Haarausfall erkennen

Wer morgens einige Haare auf dem Kopfkissen oder in der Haarbürste entdeckt, muss sich keine Sorgen machen: Tag für Tag fallen Haare aus – aber es wachsen auch ständig wieder neue nach. So lange sich Neubildung und Ausfall der Haare im Gleichgewicht halten, ist alles in bester Ordnung. Bis zu 100 Haare am Tag zu verlieren ist völlig normal.

Wenn Sie aber über einen längeren Zeitraum mehr als 100 Haare pro Tag verlieren, Ihr Haar dünner wird oder sich an bestimmten Stellen lichtet, sollten Sie den Ursachen dafür unbedingt auf den Grund gehen.

  • Haarausfall: aber welcher?

    Neben der genetischen Veranlagung kann Haarausfall auch durch andere Faktoren ausgelöst werden, zum Beispiel körperlicher und/oder psychischer Stress, Zink- oder Eisenmangel, eine Fehlfunktion der Schilddrüse, chronische Erkrankungen, eine Infektion oder bestimmte Medikamente. Ob bei Ihnen anlagebedingter (hormonell-erblicher) oder diffuser (durch äußere Faktoren verursachter) Haarausfall vorliegt, kann meist optisch erkannt werden:

    Hormonell-erblicher Haarausfall äußert sich in typischen Haarausfallmuster: Bei Männern sind dies vor allem Geheimratsecken sowie kahle Stellen am Hinterkopf. Bei Frauen lichten sich die Haare vor allem im Scheitelbereich. Typisch ist zudem ein chronischer Verlauf.

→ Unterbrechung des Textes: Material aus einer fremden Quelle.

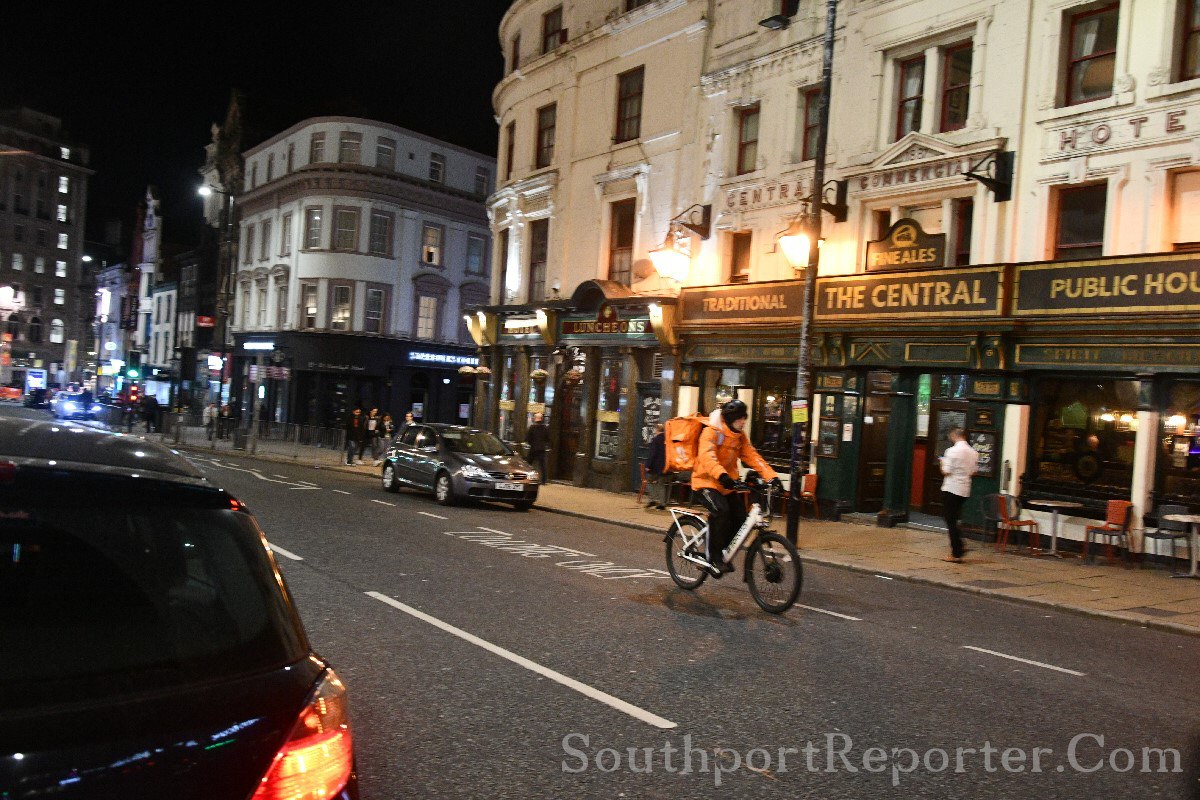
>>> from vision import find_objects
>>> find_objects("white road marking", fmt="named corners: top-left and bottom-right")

    Der diffuse Haarausfall hingegen lässt das Haar über den gesamten Kopf verteilt ausdünnen, ohne dass ein konkretes Muster erkennbar wird. Zudem kann der Haarausfall auch nur vorübergehend auftreten, zum Beispiel in Lebensphasen mit einer hohen Stressbelastung.

    Wenn Sie sich dennoch unsicher sind, welche Form von Haarausfall bei Ihnen vorliegt, kann Ihnen Ihr Apotheker oder Hautarzt weiterhelfen.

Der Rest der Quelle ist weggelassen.